Finalize name and location of UnvalidatedX

unicode-org / icu4x

Solving i18n for client-side and resource-constrained environments.

https://icu4x.unicode.org

Other

1.29k stars 166 forks source link

Finalize name and location of UnvalidatedX #3546

Open sffc opened 1 year ago

sffc commented 1 year ago

Currently we have zerovec::ule::UnvalidatedStr and zerovec::ule::UnvalidatedChar. For a while, we've been meaning to discuss a more final home and name for these types.

There's nothing really zerovec-specific about these types other than zerovec putting their use case more front and center. They are almost as useful for serde as they are for zerovec.

I'm not a huge fan of the "unvalidated" prefix; I would rather we avoid negations.

How about schrodinger::SchrödingerStr? (also re-exported without the diacritic)

Discuss with:

@Manishearth
@robertbastian
@sffc

Optional:

@echeran
@skius

Manishearth commented 2 months ago

In general, in the context of the current discussion, arguments of the form "X is better than Y so we should choose X and not Y"

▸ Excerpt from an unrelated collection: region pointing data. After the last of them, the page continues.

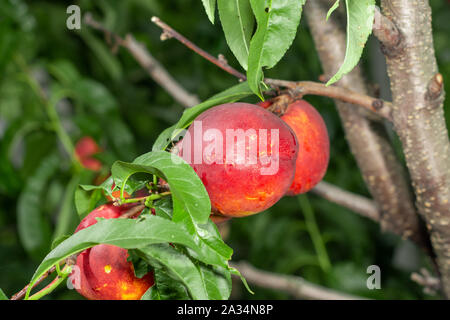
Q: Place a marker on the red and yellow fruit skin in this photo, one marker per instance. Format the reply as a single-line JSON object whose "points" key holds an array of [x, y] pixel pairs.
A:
{"points": [[314, 145], [104, 272], [237, 189]]}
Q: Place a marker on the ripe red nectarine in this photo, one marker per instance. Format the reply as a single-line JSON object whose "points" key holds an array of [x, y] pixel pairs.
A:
{"points": [[314, 144], [103, 270], [244, 155]]}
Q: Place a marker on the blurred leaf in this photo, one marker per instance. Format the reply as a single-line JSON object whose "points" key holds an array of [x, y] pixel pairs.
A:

Yes, strong agree. I'd like us to be talking about pros and cons, not comparing at this stage, because a comparison is not in and of itself a blocking argument.

I think a factor we haven't explicitly considered is whether this is a Rust-specific abstraction or something we also use over FFI.

You address this later, but to explicitly talk about this: We already use DiplomatStr over FFI, and that translates to something natively meaningful on the other side. Which means it's unlikely this abstraction will ever "escape" over FFI.

hsivonen commented 2 months ago

I think there are basically two options:
1. We agree as a group that the fully spelled out `PotentiallyInvalidUtf8` is fine

After thinking about this more, I'm OK with this. We have IDE autocomplete, etc., to deal with the identifier length. PotentialUtf8 works, too.

After a look at the bstr issues, it's probably better to keep this in ICU4X and not try to change btsr to fit ICU4X.

sffc commented 2 months ago

Summary of discussion with @Manishearth @echeran @sffc:

This is a Rust type so Rust concerns should carry additional weight
The three adjectives "Maybe", "Potential", and "Quasi" have various different dictionary definitions and usages in science, and those definitions/usages align with varying degrees to the semantic we're aiming for:
- The statefulness of "Potential" is a pro more than a con
- "Quasi" implies that something is fake (almost but not), which is not the correct semantic
"Maybe" has a Rust ecosystem usage as either a safe enum (MaybeOwned) or an unsafe union (MaybeUninit) type; the union usage is a semantic roughly equal to what we're going for, but the enum usage has a greater chance of being misleading
"Maybe" means "Option" in other ecosystems like Haskell
"Potential" is a short version of "PotentiallyIllFormed"

sffc commented 2 months ago

Just to post this somewhere:

I think it would not be completely unreasonable or inconsistent with Rust style to introduce the following type

pub struct MaybeUtf8(pub [u8]);

impl MaybeUtf8 {
    pub unsafe fn assume_utf8(&self) -> &str { ... }
    pub fn try_to_utf8(&self) -> Result<&str, Utf8Error> { ... }
}

The parallelism of MaybeUninit::assume_init to MaybeUtf8::assume_utf8 is just not something I could close this thread without addressing first.

Manishearth commented 2 months ago

I think my main gripe with that is still the usage pattern, where the point of this type is actually that you can often use it without ever having to deal with validating or assuming UTF8, it's quite useful without those two. Because of that it feels very different from the stdlib unsafe helpers, which are more enumlike and the usage pattern is extremely stateful.